Up for discussion and potential adoption was the LRTP (Long Range Transit Plan) of the MTA, which has for months been making the rounds of community meetings to get input from commuters. Elements of the plan include a continuation of projects approved in 2001, such as the building of the Expo Line Light Rail system to the Westside, an Eastside light rail extension, a system for the Wilshire transit corridor (which might be the proposed “subway to the sea”), a North Valley extension of the Orange Line, Gold and Green Line extensions, and highway improvements.
Also on the agenda was adoption of the one-half cent sales tax to benefit transportation (including funding for the Westside subway) that if approved by the Board, will be on the November ballot.
Due to the overflow crowd, Board chair Pam O’Connor proposed that the two issues be combined, with public input to be heard on both issues in one 75-minute time slot, followed by Board discussion and possible action.
Coalitions from the South Bay, the East Side, and the Westside spoke, as well as members of the Bus Riders Union, Los Angeles City Council member Bill Rosendahl, and individuals from various areas.
Among those who spoke for Santa Monica were Mayor Herb Katz, who supported the Westside rail plan, saying, “[It] will relieve congestion on the I-10,” and that it “would be an asset” to the area.
Dr.
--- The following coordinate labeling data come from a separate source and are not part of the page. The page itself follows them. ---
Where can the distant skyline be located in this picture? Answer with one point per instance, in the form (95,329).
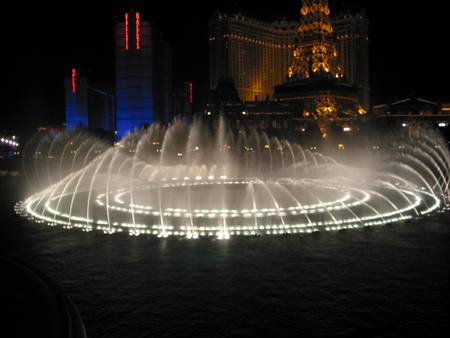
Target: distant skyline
(43,43)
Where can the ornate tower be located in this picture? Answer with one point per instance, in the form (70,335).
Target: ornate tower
(316,86)
(316,56)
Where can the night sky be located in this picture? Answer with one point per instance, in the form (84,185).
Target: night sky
(41,44)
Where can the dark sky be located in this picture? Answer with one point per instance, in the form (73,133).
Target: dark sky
(41,43)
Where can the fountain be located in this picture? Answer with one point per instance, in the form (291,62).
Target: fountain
(190,181)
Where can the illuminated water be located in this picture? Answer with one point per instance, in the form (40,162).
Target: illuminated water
(379,282)
(191,182)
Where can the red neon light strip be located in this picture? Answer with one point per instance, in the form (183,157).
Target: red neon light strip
(138,31)
(126,31)
(74,80)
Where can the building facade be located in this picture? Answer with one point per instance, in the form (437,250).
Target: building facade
(143,74)
(87,107)
(317,87)
(134,73)
(254,54)
(352,34)
(76,89)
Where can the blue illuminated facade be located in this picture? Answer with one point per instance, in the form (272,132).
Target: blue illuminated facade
(134,74)
(76,88)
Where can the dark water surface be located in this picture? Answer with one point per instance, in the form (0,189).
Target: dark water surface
(383,282)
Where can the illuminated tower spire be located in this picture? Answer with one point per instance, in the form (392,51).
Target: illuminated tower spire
(316,54)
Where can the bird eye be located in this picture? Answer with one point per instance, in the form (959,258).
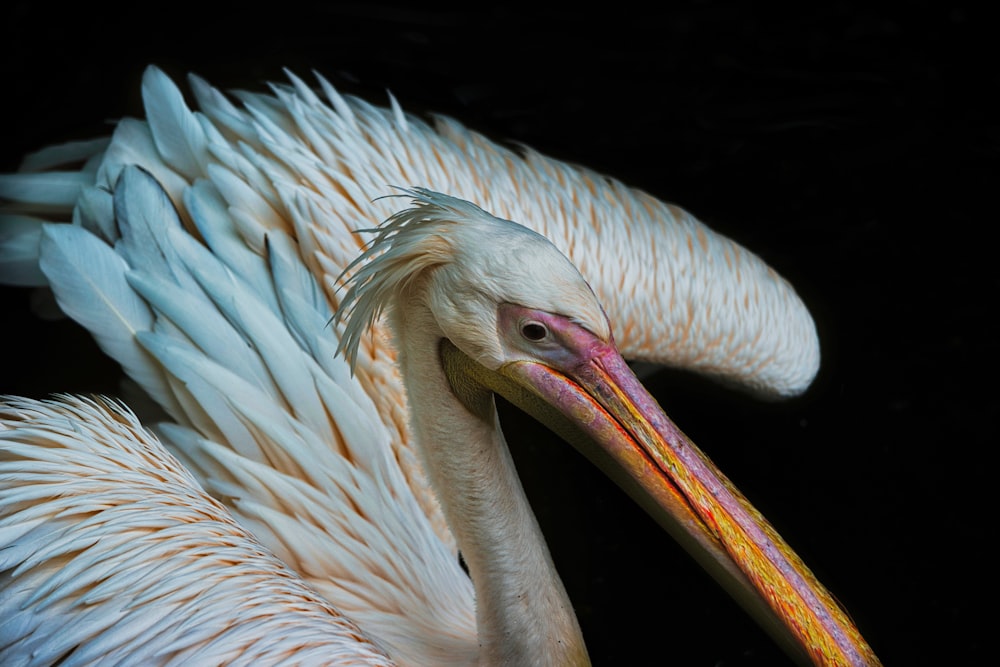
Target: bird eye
(534,331)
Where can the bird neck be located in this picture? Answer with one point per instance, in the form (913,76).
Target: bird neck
(523,613)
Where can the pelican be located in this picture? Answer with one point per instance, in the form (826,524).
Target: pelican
(204,256)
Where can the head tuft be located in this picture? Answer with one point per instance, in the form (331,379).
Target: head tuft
(477,261)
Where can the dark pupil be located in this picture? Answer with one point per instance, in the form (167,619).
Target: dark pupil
(533,331)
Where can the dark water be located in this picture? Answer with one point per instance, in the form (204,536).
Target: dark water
(854,148)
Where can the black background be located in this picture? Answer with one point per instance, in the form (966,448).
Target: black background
(853,147)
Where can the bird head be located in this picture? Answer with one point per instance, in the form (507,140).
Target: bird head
(516,318)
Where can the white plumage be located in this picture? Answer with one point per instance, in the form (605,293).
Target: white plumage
(214,294)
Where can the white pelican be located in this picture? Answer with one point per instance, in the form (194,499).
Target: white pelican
(217,311)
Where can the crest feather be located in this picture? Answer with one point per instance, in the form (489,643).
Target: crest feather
(406,245)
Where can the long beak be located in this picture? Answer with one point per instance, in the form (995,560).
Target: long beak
(601,408)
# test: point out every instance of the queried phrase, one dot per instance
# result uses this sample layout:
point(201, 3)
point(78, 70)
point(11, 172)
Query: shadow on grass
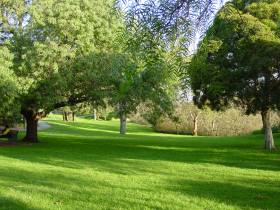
point(246, 194)
point(7, 203)
point(100, 147)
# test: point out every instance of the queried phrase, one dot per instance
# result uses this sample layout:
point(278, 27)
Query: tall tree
point(52, 43)
point(238, 61)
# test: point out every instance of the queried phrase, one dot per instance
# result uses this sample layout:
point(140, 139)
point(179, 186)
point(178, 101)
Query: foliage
point(239, 63)
point(232, 122)
point(9, 108)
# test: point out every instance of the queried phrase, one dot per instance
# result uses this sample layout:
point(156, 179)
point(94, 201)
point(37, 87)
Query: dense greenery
point(238, 61)
point(57, 48)
point(87, 165)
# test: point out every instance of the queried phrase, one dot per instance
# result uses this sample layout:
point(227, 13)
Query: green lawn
point(88, 165)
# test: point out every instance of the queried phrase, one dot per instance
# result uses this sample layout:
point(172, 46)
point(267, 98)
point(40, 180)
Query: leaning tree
point(239, 61)
point(54, 44)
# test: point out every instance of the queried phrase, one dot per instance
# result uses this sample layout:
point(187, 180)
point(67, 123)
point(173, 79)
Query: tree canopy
point(238, 61)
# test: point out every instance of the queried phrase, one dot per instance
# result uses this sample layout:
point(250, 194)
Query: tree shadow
point(245, 194)
point(7, 203)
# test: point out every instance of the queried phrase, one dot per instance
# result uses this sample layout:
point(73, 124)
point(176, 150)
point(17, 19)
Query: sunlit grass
point(88, 165)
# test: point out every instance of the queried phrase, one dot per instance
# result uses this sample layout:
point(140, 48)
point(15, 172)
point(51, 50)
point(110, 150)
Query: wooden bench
point(11, 136)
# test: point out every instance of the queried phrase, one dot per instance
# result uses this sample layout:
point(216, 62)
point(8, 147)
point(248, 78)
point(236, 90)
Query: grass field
point(88, 165)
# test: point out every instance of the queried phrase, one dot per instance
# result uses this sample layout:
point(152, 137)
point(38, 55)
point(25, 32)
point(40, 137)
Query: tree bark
point(195, 122)
point(94, 114)
point(31, 126)
point(123, 123)
point(268, 136)
point(73, 116)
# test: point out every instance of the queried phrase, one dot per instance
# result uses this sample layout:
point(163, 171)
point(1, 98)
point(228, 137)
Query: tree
point(8, 87)
point(53, 44)
point(143, 71)
point(238, 61)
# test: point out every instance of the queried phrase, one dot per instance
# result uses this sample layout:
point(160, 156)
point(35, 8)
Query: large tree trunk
point(123, 123)
point(31, 126)
point(269, 141)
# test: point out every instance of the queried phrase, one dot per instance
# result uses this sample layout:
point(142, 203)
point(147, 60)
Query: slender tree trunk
point(73, 116)
point(94, 114)
point(31, 126)
point(268, 136)
point(213, 127)
point(123, 123)
point(66, 116)
point(195, 125)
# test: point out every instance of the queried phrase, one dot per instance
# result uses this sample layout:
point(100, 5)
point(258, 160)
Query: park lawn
point(88, 165)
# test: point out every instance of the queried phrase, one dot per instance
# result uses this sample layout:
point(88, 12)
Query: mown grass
point(88, 165)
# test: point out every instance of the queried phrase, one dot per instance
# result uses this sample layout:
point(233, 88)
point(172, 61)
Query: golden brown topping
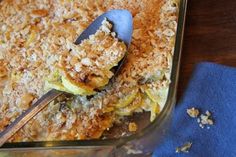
point(40, 12)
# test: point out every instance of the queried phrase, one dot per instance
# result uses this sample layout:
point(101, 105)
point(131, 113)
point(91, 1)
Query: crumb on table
point(193, 112)
point(133, 127)
point(184, 148)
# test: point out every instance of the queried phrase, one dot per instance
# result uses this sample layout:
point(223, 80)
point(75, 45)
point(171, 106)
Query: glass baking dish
point(139, 144)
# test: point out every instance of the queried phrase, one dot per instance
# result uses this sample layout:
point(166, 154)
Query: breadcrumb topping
point(34, 36)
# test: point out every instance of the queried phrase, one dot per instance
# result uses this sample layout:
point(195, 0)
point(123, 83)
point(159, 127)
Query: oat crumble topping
point(34, 35)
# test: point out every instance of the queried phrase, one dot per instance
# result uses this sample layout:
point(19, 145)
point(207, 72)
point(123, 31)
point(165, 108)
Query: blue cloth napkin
point(213, 88)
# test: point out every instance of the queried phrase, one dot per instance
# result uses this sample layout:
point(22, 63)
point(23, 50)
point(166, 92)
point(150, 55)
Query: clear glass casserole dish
point(141, 143)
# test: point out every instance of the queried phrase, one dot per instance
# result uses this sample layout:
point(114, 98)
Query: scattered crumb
point(184, 148)
point(205, 119)
point(193, 112)
point(133, 127)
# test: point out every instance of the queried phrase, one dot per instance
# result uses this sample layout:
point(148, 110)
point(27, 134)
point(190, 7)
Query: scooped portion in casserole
point(37, 53)
point(87, 67)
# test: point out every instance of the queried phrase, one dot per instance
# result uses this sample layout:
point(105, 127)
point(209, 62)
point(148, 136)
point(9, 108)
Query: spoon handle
point(28, 114)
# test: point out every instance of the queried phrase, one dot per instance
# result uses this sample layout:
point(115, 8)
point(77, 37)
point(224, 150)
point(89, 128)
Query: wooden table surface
point(210, 35)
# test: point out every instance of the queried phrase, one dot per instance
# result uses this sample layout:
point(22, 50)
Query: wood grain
point(210, 35)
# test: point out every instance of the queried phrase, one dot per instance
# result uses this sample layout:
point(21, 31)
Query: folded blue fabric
point(213, 88)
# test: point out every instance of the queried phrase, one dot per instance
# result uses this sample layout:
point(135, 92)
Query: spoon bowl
point(122, 25)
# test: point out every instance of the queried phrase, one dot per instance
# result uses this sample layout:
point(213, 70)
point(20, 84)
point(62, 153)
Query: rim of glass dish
point(97, 143)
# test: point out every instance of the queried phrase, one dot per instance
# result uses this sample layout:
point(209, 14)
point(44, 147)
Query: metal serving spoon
point(122, 25)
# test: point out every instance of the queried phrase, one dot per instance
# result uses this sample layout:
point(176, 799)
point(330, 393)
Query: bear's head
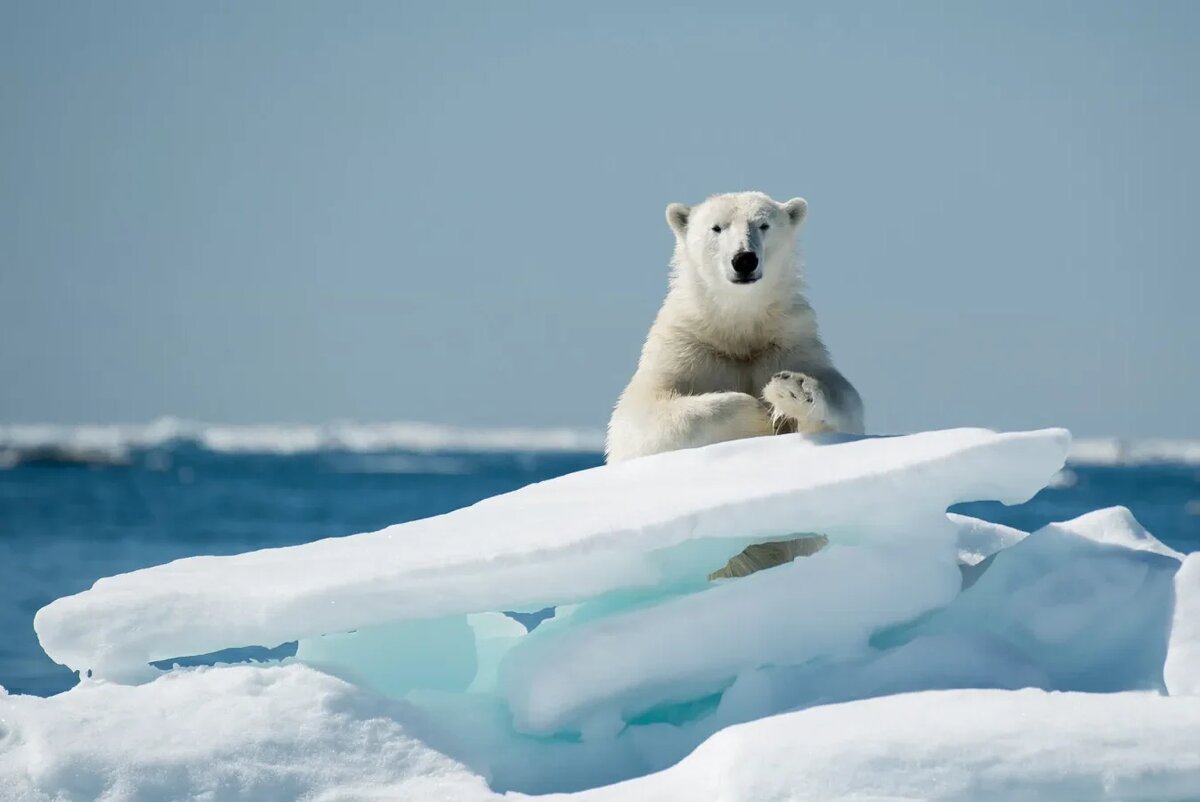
point(737, 240)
Susan Aminoff, Trustee of Santa Monica College, introduced an SMC student who spoke of the “hope of mobility.” Former Santa Monica Mayor Tony Vasquez described the Expo Line as an “opportunity to connect the Eastside to the Westside.”
Dennis Zane, representing the MoveLA coalition, which is promoting the sales tax, spoke of the need for the tax. “We think this Board is poised between a world of hurt and a world of possibilities.” He urged the Board to get behind the sales tax and the transit plan as proposed.
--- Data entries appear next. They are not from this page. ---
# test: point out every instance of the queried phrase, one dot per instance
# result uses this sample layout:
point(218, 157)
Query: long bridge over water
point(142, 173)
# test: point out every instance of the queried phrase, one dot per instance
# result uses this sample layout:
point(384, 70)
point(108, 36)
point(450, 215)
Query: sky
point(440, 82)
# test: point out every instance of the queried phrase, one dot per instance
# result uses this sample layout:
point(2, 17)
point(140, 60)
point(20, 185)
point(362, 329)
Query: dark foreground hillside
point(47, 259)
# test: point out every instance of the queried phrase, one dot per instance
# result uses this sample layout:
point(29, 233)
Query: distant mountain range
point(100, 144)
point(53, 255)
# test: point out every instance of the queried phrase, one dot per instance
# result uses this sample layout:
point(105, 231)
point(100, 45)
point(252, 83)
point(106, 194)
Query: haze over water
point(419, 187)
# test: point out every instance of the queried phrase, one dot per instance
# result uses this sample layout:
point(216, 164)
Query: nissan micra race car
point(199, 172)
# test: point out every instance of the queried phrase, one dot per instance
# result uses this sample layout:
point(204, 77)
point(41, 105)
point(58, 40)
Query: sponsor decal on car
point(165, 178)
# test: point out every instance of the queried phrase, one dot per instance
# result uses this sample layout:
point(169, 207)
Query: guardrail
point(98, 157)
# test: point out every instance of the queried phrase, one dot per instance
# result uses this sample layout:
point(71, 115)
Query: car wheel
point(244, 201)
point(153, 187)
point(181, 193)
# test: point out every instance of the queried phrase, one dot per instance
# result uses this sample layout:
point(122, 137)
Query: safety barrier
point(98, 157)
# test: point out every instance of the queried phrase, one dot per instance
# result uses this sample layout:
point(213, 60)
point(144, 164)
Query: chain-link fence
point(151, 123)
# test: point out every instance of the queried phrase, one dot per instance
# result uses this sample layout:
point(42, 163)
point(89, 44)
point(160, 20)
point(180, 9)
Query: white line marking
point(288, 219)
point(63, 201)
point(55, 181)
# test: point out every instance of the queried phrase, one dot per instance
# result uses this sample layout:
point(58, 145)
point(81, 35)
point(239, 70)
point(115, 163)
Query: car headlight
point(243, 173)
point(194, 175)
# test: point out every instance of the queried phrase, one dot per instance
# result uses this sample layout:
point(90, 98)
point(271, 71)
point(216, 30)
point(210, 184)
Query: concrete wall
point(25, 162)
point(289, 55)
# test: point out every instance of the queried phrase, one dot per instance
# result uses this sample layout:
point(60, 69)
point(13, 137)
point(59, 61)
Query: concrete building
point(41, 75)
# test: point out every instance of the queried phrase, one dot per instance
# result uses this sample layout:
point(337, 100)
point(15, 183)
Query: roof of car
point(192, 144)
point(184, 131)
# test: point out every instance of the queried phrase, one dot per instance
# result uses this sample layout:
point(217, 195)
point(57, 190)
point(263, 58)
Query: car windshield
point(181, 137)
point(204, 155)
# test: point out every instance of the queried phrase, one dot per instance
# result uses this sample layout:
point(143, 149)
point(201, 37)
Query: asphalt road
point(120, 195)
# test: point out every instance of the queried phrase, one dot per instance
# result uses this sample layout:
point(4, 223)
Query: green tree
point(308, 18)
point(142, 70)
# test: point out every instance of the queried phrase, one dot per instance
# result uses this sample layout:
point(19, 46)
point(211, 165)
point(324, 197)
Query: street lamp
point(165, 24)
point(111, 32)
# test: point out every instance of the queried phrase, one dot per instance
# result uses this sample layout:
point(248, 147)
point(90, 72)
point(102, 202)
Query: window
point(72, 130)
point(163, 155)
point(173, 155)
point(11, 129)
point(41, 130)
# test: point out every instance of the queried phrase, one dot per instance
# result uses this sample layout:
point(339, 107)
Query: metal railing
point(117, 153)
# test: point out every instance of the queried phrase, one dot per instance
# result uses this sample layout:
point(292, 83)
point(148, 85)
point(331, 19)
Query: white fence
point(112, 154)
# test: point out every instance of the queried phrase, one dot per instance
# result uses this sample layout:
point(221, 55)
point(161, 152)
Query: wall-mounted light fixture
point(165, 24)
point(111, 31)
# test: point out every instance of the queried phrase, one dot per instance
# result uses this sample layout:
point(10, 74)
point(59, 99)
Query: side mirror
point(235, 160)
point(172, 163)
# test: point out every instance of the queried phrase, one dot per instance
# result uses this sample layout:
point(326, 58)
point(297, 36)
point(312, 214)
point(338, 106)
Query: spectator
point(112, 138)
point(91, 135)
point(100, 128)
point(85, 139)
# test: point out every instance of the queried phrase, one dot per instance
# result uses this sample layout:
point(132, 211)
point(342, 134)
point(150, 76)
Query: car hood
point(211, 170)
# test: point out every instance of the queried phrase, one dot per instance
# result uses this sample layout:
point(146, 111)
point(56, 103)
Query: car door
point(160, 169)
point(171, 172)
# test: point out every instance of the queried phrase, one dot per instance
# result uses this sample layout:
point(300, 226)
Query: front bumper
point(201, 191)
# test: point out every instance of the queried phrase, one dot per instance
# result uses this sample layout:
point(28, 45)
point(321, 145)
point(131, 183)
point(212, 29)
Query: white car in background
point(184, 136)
But other speakers had a different perpective. Members of the Bus Riders Union feared that the sales tax, coupled with last year’s bus fare increase and another fare increase looming next year, would severely impact the poor commuters of L.A. who rely on the buses. Plans for the subway and light rail routes to the Westside were decried by those who claimed that these projects favored affluent white neighborhoods.
As the Board’s discussion began, Board member Gloria Molina expressed similar sentiments. After questioning MTA officials about the estimated costs of the subway project, and the projected money that would be available from the sales tax, if passed, Molina wanted to know why a similar proposal to fund a subway to the Eastside had failed 10 years ago, but now there is support for a subway to the Westside.
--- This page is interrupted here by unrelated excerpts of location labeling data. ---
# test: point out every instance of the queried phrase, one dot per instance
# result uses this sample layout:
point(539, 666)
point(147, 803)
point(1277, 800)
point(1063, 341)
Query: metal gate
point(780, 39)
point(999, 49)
In the end, the Board postponed approving the LRTP draft plan until after the November elections, due to uncertainty about the impact of the sales tax on the funds needed for the as-yet-unfunded projects.
Already funded projects such as the Expo Line will go forward as planned. The Westside subway, however, as well as the Gold Line extension, will have to wait for the election to receive possible funds from the sales tax.
The sales tax will go on the ballot after a final vote is taken by the Board on July 24.